To ensure that an Execution Performance Guarantee will be honored for
brokerage orders arising from redemption transactions executed by an Authorized Participant or its affiliate as broker-dealer, an Authorized Participant agrees to pay the shortfall amount (the Execution Performance Offset). If the
broker-dealer executing the order achieves executions in market transactions at a price equal to or more favorable than the Funds valuation of the Fund Securities, the Fund receives the benefit of the favorable executions and the Authorized
Participant is not called upon to honor the Execution Performance Offset. If, however, the broker-dealer is unable to achieve executions in market transactions at a price at least equal to the Funds valuation of the securities, the Fund will
be entitled to the portion of the Execution Performance Offset equal to the full amount of the execution shortfall (including any taxes, brokerage commissions or other costs).
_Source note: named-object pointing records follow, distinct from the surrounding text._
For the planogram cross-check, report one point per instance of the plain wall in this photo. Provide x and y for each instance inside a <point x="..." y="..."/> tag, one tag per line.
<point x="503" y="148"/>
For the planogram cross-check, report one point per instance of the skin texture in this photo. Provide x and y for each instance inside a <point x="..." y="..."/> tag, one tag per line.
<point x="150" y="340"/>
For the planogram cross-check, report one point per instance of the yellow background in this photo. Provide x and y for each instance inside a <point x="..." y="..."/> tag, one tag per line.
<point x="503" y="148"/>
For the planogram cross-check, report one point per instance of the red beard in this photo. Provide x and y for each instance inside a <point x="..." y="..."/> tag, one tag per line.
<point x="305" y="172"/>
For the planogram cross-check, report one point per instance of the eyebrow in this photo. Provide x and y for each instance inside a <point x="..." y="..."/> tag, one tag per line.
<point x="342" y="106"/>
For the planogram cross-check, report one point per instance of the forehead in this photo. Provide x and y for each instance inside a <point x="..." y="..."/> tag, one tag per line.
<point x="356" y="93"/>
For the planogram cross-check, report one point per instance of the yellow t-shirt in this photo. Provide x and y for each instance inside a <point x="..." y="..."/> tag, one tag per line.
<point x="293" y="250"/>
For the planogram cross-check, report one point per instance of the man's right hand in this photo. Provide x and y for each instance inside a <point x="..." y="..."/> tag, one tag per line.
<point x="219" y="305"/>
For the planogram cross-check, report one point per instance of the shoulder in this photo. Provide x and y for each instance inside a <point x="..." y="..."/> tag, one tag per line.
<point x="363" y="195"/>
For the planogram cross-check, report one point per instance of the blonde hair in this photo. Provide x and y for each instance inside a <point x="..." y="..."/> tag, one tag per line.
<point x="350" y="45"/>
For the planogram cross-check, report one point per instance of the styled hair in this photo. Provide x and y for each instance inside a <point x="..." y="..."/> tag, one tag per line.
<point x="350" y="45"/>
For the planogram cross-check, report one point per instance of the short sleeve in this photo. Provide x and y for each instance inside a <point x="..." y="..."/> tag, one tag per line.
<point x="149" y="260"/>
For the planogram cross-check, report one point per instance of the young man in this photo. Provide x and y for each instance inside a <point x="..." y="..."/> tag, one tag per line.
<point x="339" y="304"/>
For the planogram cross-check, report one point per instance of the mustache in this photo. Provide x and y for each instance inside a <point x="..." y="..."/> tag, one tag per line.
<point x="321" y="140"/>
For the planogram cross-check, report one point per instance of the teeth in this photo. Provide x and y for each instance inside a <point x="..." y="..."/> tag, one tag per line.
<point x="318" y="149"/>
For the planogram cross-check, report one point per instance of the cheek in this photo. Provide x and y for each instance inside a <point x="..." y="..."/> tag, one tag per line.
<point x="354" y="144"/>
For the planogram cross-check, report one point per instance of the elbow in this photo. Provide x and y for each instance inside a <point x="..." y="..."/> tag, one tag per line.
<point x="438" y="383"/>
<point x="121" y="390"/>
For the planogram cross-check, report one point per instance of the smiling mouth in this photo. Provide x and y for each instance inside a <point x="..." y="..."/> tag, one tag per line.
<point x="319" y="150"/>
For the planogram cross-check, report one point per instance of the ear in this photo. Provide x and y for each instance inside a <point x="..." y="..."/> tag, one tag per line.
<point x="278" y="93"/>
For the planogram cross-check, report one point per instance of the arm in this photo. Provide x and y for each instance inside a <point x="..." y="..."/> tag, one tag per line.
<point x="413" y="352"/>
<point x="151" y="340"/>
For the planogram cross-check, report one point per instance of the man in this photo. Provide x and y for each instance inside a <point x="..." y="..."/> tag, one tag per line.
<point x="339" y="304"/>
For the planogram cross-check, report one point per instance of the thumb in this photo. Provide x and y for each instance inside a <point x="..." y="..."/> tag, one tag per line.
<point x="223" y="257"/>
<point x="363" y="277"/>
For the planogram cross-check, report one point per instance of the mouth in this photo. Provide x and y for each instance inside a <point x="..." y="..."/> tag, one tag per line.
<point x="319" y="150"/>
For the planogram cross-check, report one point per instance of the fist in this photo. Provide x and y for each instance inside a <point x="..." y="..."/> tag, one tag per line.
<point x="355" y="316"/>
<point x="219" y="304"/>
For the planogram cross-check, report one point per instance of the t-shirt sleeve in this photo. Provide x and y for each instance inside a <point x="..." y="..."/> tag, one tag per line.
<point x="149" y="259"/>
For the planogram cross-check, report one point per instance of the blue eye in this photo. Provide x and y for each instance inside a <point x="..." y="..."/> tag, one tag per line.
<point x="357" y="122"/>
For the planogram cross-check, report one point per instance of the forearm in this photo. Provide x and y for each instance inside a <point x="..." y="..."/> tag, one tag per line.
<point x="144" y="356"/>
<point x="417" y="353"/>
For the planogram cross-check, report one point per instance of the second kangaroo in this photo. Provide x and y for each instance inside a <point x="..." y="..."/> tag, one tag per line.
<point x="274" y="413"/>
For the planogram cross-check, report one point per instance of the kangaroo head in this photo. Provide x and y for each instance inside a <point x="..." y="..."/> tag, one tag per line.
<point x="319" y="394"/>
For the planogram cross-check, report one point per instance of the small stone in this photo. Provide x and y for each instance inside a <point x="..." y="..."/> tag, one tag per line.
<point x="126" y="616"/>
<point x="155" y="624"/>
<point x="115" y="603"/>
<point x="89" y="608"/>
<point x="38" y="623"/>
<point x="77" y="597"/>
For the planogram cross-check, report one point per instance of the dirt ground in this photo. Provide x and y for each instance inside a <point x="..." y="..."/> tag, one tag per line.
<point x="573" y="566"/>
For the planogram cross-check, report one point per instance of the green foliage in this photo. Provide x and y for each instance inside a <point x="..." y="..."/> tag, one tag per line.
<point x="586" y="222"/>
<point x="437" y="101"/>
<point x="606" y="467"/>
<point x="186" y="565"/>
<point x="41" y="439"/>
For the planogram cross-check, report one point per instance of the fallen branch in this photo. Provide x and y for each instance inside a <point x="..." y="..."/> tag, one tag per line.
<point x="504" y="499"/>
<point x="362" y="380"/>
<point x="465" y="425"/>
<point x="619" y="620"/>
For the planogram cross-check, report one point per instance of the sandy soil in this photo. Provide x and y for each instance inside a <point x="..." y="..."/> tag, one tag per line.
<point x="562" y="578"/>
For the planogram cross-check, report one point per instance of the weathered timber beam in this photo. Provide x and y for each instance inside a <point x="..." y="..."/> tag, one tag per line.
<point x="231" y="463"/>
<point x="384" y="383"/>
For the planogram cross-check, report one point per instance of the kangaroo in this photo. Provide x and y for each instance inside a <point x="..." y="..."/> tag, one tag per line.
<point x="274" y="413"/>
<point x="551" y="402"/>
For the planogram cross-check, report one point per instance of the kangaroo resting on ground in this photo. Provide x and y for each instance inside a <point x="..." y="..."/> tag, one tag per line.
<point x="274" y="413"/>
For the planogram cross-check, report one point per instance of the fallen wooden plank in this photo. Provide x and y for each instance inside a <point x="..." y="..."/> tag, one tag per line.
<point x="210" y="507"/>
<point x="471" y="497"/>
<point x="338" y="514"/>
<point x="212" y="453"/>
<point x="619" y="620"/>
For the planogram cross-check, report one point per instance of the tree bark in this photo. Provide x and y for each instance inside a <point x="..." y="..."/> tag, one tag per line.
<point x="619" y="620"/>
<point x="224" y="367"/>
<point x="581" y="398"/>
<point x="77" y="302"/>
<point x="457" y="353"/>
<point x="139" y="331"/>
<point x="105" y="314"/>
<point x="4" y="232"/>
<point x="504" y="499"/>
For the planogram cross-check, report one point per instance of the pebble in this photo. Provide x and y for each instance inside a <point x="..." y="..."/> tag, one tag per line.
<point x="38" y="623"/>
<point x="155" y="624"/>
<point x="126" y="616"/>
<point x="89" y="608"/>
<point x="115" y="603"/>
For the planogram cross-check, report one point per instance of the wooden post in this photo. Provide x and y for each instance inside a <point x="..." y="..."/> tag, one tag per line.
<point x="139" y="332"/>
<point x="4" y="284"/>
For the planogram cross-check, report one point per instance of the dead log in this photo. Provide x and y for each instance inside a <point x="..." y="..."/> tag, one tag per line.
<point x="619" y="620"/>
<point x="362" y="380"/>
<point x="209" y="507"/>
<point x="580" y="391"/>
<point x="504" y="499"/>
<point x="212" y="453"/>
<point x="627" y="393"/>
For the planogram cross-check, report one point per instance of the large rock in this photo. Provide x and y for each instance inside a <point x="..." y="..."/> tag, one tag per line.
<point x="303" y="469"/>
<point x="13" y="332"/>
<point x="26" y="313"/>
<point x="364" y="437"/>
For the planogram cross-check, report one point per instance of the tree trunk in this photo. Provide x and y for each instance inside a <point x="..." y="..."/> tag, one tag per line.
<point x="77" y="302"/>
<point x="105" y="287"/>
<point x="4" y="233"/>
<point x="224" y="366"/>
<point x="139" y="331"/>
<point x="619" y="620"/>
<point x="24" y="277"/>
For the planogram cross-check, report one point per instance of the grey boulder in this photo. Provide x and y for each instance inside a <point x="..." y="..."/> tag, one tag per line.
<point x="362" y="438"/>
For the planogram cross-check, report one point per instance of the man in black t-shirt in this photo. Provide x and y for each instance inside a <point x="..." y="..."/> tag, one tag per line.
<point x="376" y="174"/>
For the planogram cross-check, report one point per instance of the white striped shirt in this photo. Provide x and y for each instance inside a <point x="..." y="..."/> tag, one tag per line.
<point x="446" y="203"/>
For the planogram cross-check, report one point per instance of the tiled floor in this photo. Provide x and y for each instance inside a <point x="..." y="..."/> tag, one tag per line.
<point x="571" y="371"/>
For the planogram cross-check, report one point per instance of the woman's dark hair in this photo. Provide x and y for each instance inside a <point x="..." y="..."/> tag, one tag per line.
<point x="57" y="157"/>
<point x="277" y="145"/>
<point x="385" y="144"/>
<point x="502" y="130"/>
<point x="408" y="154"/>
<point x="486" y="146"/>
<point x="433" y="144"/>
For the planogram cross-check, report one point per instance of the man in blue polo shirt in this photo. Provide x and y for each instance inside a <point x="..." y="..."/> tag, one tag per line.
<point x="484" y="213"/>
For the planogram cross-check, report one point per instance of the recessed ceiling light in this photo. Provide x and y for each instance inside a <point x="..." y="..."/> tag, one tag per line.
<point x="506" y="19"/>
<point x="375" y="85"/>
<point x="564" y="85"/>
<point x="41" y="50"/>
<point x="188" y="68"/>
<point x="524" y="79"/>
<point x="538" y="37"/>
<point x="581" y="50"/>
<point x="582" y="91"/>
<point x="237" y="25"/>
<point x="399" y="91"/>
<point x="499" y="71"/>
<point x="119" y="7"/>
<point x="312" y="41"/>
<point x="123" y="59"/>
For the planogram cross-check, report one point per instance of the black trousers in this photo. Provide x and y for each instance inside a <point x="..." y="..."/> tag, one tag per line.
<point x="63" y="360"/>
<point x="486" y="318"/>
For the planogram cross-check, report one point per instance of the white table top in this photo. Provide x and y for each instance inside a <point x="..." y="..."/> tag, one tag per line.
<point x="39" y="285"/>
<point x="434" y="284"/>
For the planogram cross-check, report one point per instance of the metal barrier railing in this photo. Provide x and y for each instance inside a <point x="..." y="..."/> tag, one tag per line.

The circumstances under which the Execution Performance Guarantee will be used and the expected amount of any Execution Performance Deposit or Execution Performance Offset for the Fund will be disclosed in the
procedures handbook for Authorized Participants and may change from time to time based on the actual experience of the Fund.
47
Additional Information Concerning the Company
Capital Stock. The Company currently is comprised of 57 series referred to as funds. Each series issues shares of common
stock, par value $0.001 per share. The Company has authorized and issued the following funds as separate series of capital stock: iShares Asia/Pacific Dividend 30 Index Fund, iShares Core MSCI Emerging Markets ETF, iShares Emerging Markets Corporate
Bond Fund, iShares Emerging Markets Dividend Index Fund, iShares Emerging Markets High Yield Bond Fund, iShares Emerging Markets Local Currency Bond Fund, iShares Global ex USD High Yield Corporate Bond Fund, iShares Global High Yield Corporate Bond
Fund, iShares Latin America Bond Fund, iShares MSCI All Country World Minimum Volatility Index Fund, iShares MSCI Australia Index Fund, iShares MSCI Austria Investable Market Index Fund, iShares MSCI Belgium Investable Market Index Fund, iShares
MSCI Brazil Index Fund, iShares MSCI BRIC Index Fund, iShares MSCI Canada Index Fund, iShares MSCI Chile Investable Market Index Fund, iShares MSCI Emerging Markets Asia Index Fund, iShares MSCI Emerging Markets Consumer Discretionary Sector Index
Fund, iShares MSCI Emerging Markets Eastern Europe Index Fund, iShares MSCI Emerging Markets EMEA Index Fund, iShares MSCI Emerging Markets Energy Sector Capped Index Fund, iShares MSCI Emerging Markets Growth Index Fund, iShares MSCI Emerging
Markets Index Fund, iShares MSCI Emerging Markets Minimum Volatility Index Fund, iShares MSCI Emerging Markets Small Cap Index Fund, iShares MSCI Emerging Markets Value Index Fund, iShares MSCI EMU Index Fund, iShares MSCI France Index Fund, iShares
MSCI Frontier 100 Index Fund, iShares MSCI Germany Index Fund, iShares MSCI Global Agriculture Producers Fund, iShares MSCI Global Energy Producers Fund, iShares MSCI Global Gold Miners Fund, iShares MSCI Global Select Metals & Mining
Producers Fund, iShares MSCI Global Silver Miners Fund, iShares MSCI Hong Kong Index Fund, iShares MSCI Israel Capped Investable Market Index Fund, iShares MSCI Italy Index Fund, iShares MSCI Japan Index Fund, iShares MSCI Japan Small Cap Index
Fund, iShares MSCI Malaysia Index Fund, iShares MSCI Mexico Investable Market Index Fund, iShares MSCI Netherlands Investable Market Index Fund, iShares MSCI Pacific ex-Japan Index Fund, iShares MSCI Singapore Index Fund, iShares MSCI South Africa
Index Fund, iShares MSCI South Korea Index Fund, iShares MSCI Spain Index Fund, iShares MSCI Sweden Index Fund, iShares MSCI Switzerland Index Fund, iShares MSCI Taiwan Index Fund, iShares MSCI Thailand Investable Market Index Fund, iShares MSCI
Turkey Investable Market Index Fund, iShares MSCI United Kingdom Index Fund, iShares MSCI USA Index Fund and iShares MSCI World Index Fund. The Company has authorized for issuance, but is not currently offering for sale to the public, eight
additional series of shares of common stock. The Board may designate additional series of common stock and classify shares of a particular series into one or more classes of that series. The Amended and Restated Articles of Incorporation confers
upon the Board the power to establish the number of shares which constitute a Creation Unit or by resolution, restrict the redemption right to Creation Units.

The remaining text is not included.